Au début des années 1970, Cairoli, après avoir traversé une crise passagère dans son travail connaît un regain de vitalité. Sur une période allant de 1971 à 1983, il réalise de nouveau un nombre important de sculptures en Plexiglas qu'il expose aux Salons Comparaisons, Grands et Jeunes d'aujourd'hui. Celles-ci se distinguent des précédentes par leur caractère volumétrique plus marqué : les plaques de Plexiglas gagnent en épaisseur, jusqu'à devenir des parallélépipèdes. Ici Cairoli joue de l'addition orthogonale de volumes, là de leur superposition décalée, donnant ainsi lieu à des discontinuités (Sculpture, discontinuité linéaire, 1971). Certaines sculptures, à l'inverse, s'imposent par leur caractère monolithe affirmé, qu'allège l'incision à leur surface de fines lignes exprimant les notions de rythme et de dynamisme (Sculpture-Symétrie dynamique, 1973). Dans ces œuvres, Cairoli atteint une dimension spatiale élargie, où la relation entre lumière et matière n'est altérée en rien. Si l'artiste n'a jamais consacré de longs écrits à son travail, certains passages de ses lettres expriment une forme de constructivisme vitaliste qui trouve sa source dans le spectacle de la nature et de la lumière du sud : « La Méditerranée, avec sa luminosité vibrante, incorpore dans mon esprit des dimensions à considérer, tout cela s'annonce fécond. De Seurat à Mondrian et à Malévitch, il n'y a eu qu'une variante d'absolu, une dynamique différente, aussi ivre d'espoir qu'une que l'autre, à la recherche d'une plasticité que déterminent les deux extrêmes du langage de la couleur par rapport à se dimensionnalité créatrice. Cela est une magnifique leçon pour sonder le problème de l'espace lumière. » (Brouillon d'une lettre que Cairoli destine à Sandberg, écrite à Toulon, le 9 août 1973).

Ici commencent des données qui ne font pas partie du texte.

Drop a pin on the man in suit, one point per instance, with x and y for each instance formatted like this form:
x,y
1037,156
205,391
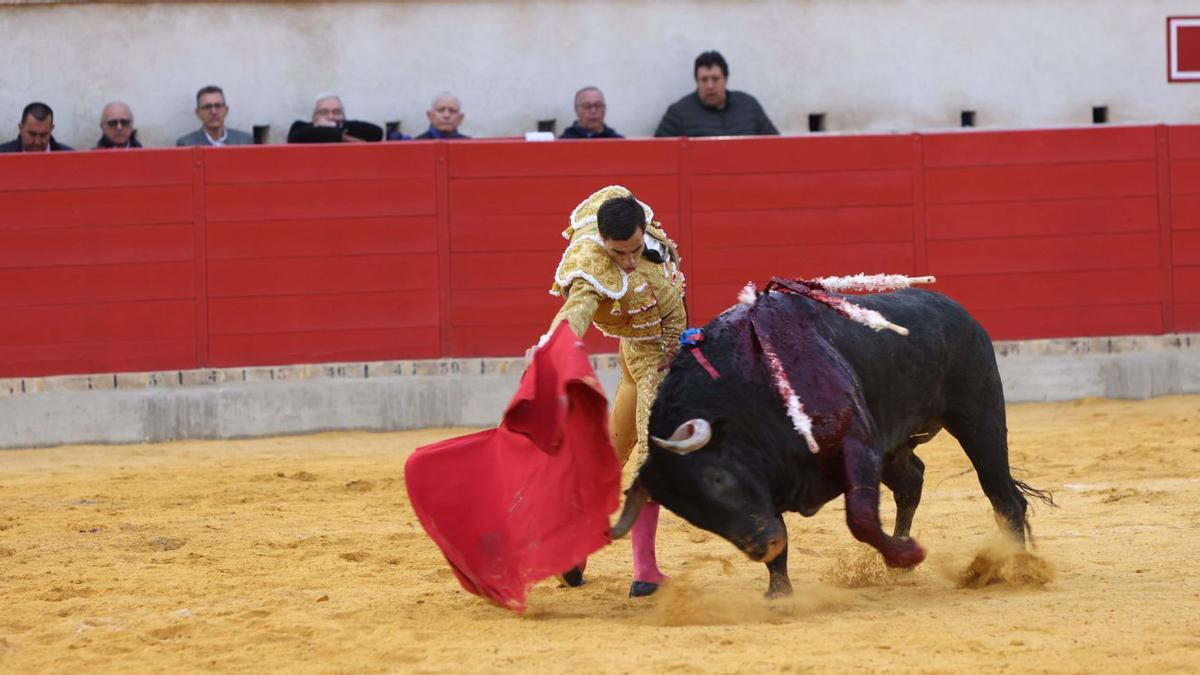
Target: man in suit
x,y
329,125
445,114
34,131
117,130
211,111
589,109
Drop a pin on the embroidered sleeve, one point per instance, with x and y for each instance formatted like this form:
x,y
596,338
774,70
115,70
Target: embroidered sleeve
x,y
675,321
579,309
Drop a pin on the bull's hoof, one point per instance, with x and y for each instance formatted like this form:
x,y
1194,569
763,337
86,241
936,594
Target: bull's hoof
x,y
573,578
642,589
779,590
905,554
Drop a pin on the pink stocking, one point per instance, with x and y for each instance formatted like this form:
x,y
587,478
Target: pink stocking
x,y
646,567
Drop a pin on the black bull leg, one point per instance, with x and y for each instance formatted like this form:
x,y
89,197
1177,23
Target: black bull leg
x,y
863,475
779,585
904,473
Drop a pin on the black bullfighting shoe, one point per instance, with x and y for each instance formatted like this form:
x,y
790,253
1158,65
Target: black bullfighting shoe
x,y
642,589
573,578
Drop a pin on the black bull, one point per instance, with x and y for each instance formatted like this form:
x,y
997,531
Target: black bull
x,y
873,398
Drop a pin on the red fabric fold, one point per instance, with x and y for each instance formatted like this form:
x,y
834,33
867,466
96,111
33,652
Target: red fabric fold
x,y
531,499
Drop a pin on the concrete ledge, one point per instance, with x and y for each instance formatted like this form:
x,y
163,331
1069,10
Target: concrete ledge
x,y
394,395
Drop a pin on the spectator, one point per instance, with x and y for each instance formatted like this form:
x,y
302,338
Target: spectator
x,y
117,130
329,125
211,111
712,109
589,109
34,131
445,114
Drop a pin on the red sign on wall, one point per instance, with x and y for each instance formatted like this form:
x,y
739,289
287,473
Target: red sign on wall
x,y
1183,49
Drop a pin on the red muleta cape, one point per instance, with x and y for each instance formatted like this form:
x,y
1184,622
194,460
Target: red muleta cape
x,y
532,499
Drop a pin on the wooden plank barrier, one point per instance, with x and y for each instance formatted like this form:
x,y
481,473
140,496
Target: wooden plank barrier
x,y
177,258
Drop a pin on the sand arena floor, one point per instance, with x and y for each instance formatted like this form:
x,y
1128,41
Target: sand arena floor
x,y
301,554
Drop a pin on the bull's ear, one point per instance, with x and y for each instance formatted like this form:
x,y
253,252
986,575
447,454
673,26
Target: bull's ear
x,y
688,437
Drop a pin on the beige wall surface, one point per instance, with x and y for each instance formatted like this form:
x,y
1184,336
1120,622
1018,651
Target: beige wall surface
x,y
869,65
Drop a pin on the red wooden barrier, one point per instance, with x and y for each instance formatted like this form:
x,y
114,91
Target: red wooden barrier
x,y
322,254
240,256
1185,207
96,263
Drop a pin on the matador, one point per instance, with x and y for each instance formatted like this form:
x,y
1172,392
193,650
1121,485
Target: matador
x,y
621,273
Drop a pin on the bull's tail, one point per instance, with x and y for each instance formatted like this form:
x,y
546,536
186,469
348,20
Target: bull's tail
x,y
1044,496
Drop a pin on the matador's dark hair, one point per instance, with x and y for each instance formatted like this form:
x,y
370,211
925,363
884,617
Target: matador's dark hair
x,y
619,216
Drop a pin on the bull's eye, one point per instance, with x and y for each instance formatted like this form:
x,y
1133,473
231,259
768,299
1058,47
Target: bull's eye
x,y
718,478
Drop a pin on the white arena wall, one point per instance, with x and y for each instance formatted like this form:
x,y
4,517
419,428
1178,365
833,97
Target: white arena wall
x,y
869,65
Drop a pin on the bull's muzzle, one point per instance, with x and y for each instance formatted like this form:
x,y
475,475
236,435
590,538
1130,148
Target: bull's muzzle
x,y
691,435
635,499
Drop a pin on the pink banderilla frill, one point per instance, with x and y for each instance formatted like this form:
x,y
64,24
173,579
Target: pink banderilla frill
x,y
819,290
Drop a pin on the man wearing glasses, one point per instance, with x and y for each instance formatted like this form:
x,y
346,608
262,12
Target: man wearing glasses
x,y
589,109
211,111
35,127
117,131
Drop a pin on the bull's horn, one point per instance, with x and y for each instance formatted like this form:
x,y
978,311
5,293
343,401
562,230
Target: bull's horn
x,y
691,435
635,499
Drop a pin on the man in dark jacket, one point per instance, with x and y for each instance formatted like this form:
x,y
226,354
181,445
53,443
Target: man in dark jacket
x,y
589,109
34,131
329,125
713,109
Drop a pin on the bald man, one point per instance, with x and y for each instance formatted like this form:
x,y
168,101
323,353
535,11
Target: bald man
x,y
445,114
117,130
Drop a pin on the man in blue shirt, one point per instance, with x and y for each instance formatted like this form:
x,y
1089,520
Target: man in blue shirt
x,y
589,109
445,114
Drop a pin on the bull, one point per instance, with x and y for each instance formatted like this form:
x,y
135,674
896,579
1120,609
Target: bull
x,y
790,402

Fruit d'une démarche exigeante, menée avec persévérance dans la solitude de l'atelier, l'œuvre de Cairoli témoigne d'une approche sensible du monde, où l'alliance des formes fondamentales au Plexiglas s'attache à traduire les propriétés dynamiques et vibratoires de la lumière. Les œuvres de Cairoli, liées à la vision et aux matériaux nouveaux, activent l'espace et la lumière pour faire de l'œuvre le lieu d'un événement visuel.